+ md-change-lifetime-rules-for-md-devices.patch added to -mm tree

[Date Prev][Date Next][Thread Prev][Thread Next][Date Index][Thread Index]

 



The patch titled
     md: change lifetime rules for 'md' devices.
has been added to the -mm tree.  Its filename is
     md-change-lifetime-rules-for-md-devices.patch

See http://www.zip.com.au/~akpm/linux/patches/stuff/added-to-mm.txt to find
out what to do about this

------------------------------------------------------
Subject: md: change lifetime rules for 'md' devices.
From: Neil Brown <neilb@xxxxxxx>

Currently md devices are created when first opened and remain in existence
until the module is unloaded.  This isn't a major problem, but it somewhat
ugly.

This patch changes the lifetime rules so that an md device will disappear
on the last close if it has no state.

Locking rules depend on bd_mutex being held in do_open and __blkdev_put,
and on setting bd_disk->private_data to 'mddev'.
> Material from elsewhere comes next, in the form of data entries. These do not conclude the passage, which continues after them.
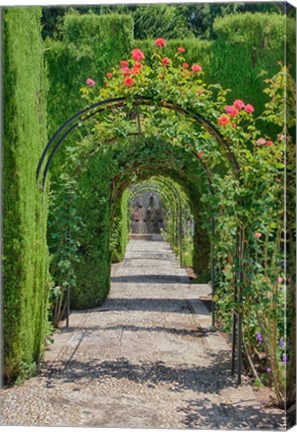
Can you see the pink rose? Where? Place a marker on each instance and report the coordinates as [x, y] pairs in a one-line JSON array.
[[238, 104], [165, 61], [261, 141], [228, 109], [124, 63], [128, 82], [90, 82], [196, 68], [223, 120], [160, 42], [137, 54], [249, 109]]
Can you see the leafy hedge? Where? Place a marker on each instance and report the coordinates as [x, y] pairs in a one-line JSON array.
[[244, 53], [90, 45], [25, 264]]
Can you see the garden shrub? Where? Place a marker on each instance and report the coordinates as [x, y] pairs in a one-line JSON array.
[[25, 262]]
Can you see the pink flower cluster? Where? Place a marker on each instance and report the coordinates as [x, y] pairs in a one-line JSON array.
[[263, 141], [90, 82], [233, 111]]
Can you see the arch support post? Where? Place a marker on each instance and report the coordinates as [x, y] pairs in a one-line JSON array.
[[237, 334], [213, 275]]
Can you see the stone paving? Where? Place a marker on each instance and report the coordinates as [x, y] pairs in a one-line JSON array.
[[146, 358]]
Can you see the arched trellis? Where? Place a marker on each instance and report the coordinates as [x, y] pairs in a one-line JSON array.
[[109, 104], [178, 210]]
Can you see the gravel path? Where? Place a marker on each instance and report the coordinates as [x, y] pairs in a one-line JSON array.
[[146, 359]]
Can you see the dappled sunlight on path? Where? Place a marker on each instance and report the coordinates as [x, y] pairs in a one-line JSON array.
[[145, 358]]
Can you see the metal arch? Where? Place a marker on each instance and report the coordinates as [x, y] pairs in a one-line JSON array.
[[159, 190], [121, 102]]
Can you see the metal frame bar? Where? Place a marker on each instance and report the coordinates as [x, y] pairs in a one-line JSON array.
[[120, 102], [153, 187]]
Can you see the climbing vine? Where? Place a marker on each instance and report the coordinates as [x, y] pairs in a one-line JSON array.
[[169, 101]]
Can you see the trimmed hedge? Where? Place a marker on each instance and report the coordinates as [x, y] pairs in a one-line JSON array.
[[91, 45], [244, 53], [25, 263]]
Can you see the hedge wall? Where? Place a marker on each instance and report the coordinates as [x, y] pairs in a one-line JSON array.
[[91, 45], [245, 53], [25, 263]]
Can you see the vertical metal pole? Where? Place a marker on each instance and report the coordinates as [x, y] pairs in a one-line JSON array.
[[234, 324], [233, 343], [239, 342], [176, 224], [239, 350], [213, 271], [68, 306], [180, 235]]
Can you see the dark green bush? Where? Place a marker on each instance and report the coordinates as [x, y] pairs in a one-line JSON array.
[[25, 263]]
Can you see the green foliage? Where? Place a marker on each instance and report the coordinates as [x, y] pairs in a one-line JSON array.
[[157, 20], [91, 43], [244, 53], [25, 262], [120, 229]]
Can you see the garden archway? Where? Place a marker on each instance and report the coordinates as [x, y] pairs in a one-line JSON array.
[[170, 89]]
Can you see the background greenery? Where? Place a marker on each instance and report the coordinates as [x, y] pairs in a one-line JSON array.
[[88, 224], [25, 260]]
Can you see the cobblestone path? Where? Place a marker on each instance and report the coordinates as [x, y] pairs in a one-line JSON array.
[[145, 358]]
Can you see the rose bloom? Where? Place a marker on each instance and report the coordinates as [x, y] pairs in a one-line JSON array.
[[160, 42], [126, 71], [128, 81], [228, 109], [135, 70], [249, 109], [196, 68], [90, 82], [232, 111], [137, 54], [165, 61], [223, 120], [261, 141], [238, 104], [124, 63]]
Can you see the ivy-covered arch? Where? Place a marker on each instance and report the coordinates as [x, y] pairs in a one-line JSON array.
[[172, 102]]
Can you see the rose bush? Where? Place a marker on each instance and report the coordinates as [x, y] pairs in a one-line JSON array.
[[170, 101]]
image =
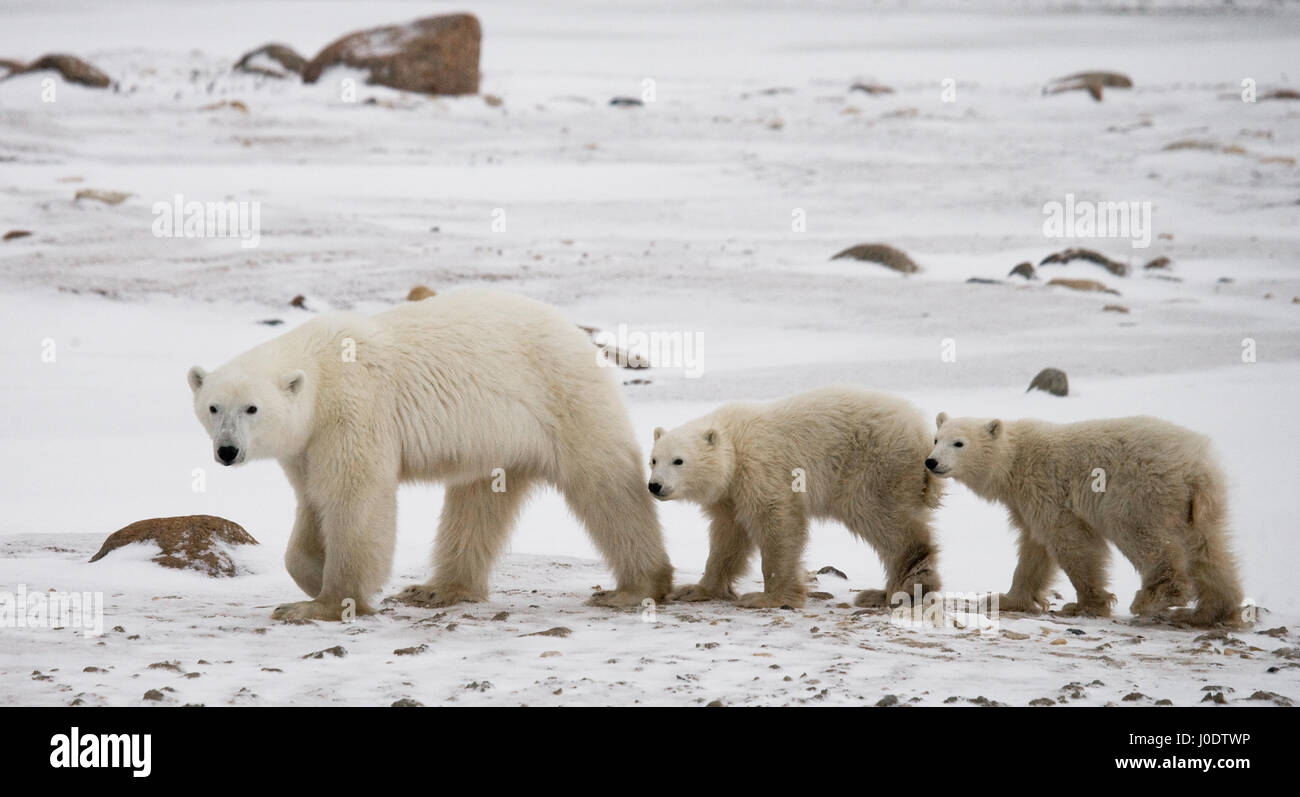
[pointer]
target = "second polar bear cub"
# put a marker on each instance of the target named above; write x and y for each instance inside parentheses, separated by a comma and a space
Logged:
(1144, 484)
(763, 471)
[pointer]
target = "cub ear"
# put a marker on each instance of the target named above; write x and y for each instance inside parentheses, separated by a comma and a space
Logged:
(294, 381)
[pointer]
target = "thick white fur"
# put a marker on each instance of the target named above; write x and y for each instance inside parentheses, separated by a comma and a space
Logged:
(861, 457)
(1164, 506)
(446, 389)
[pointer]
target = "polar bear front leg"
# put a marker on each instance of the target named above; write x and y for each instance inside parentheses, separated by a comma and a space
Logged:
(729, 549)
(781, 540)
(1034, 574)
(358, 528)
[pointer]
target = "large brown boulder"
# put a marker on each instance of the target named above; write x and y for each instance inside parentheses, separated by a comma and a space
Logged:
(73, 69)
(187, 542)
(434, 55)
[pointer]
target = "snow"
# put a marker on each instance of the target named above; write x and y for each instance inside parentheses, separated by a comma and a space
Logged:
(677, 217)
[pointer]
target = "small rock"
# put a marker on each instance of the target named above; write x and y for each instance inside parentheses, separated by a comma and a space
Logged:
(882, 254)
(1051, 380)
(1023, 269)
(1083, 285)
(111, 198)
(272, 61)
(559, 631)
(70, 68)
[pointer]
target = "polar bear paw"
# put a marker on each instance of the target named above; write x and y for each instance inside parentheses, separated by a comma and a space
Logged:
(698, 592)
(429, 596)
(762, 600)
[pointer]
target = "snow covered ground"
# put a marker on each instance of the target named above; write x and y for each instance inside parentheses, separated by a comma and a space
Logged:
(675, 216)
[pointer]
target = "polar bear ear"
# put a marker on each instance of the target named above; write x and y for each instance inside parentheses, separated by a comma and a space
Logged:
(294, 381)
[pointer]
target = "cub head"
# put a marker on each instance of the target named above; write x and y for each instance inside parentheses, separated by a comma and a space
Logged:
(965, 446)
(690, 462)
(250, 416)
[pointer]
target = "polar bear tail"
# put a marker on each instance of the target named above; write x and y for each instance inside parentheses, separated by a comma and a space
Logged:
(1212, 564)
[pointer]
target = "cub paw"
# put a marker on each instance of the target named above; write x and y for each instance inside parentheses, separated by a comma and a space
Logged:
(871, 598)
(762, 600)
(698, 592)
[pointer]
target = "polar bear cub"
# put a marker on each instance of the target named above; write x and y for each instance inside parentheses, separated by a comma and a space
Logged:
(763, 471)
(1144, 484)
(490, 393)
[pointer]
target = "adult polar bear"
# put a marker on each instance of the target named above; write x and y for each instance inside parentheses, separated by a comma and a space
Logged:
(446, 389)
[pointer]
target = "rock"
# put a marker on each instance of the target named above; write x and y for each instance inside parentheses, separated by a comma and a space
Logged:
(1051, 380)
(70, 68)
(1092, 82)
(1084, 285)
(111, 198)
(1272, 696)
(883, 254)
(434, 55)
(559, 631)
(187, 542)
(1065, 256)
(872, 89)
(273, 61)
(1025, 269)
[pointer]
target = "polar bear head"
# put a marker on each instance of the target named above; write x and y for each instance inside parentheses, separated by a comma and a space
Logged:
(251, 415)
(690, 462)
(965, 447)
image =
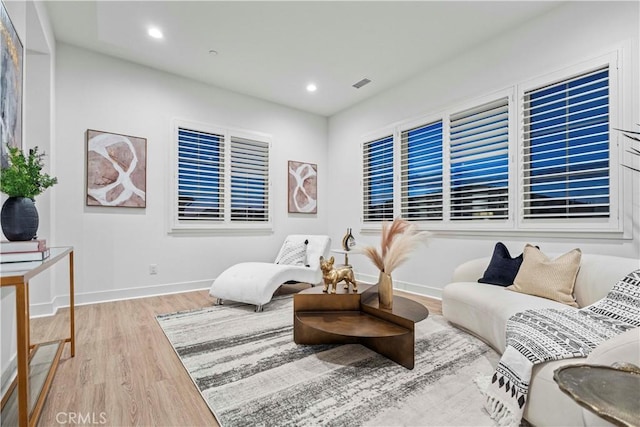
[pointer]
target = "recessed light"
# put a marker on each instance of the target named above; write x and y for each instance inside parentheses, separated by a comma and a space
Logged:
(155, 33)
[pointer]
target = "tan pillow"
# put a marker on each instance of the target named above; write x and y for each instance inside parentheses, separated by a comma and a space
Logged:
(551, 279)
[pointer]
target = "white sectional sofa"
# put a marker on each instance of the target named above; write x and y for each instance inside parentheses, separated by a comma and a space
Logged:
(483, 310)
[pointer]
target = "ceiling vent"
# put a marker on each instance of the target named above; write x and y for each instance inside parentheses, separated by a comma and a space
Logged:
(361, 83)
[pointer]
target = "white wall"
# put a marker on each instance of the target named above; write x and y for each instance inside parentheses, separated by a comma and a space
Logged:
(570, 34)
(31, 22)
(115, 246)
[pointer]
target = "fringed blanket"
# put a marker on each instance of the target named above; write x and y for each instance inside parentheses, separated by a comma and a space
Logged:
(536, 336)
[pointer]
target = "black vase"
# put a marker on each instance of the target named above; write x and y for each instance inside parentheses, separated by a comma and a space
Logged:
(19, 218)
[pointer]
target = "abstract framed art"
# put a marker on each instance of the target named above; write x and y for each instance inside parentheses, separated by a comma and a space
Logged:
(303, 187)
(10, 85)
(116, 170)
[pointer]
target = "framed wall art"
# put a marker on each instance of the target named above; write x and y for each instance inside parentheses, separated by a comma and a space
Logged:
(303, 187)
(116, 170)
(10, 85)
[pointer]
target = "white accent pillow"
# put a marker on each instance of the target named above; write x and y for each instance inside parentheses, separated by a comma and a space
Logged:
(293, 253)
(546, 278)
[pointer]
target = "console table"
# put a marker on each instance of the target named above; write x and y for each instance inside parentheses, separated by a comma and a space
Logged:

There is room for a race because md_probe is called early in do_open
(get_gendisk) to create the mddev.  As this isn't protected by bd_mutex, a
concurrent call to md_close can destroy that mddev before do_open calls
md_open to get a reference on it.

md_open and md_close are serialised by md_mutex so the worst that can
happen is that md_open finds that the mddev structure doesn't exist after
all.  In this case bd_disk->private_data will be NULL, and md_open chooses
to exit with -EBUSY in this case, which is arguable and appropriate result.

The new 'dead' field in mddev is used to track whether it is time to
destroy the mddev (if a last-close happens).  It is cleared when any state
is create (set_array_info) and set when the array is stopped (do_md_stop).

mddev_put becomes simpler.  It just destroys the mddev when the refcount
hits zero.  This will normally be the reference held in
bd_disk->private_data.

Signed-off-by: Neil Brown <neilb@xxxxxxx>
Cc: "Rafael J. Wysocki" <rjw@xxxxxxx>
Signed-off-by: Andrew Morton <akpm@xxxxxxxx>
---

 drivers/md/md.c           |   32 +++++++++++++++++++++++---------
 include/linux/raid/md_k.h |    3 +++
 2 files changed, 26 insertions(+), 9 deletions(-)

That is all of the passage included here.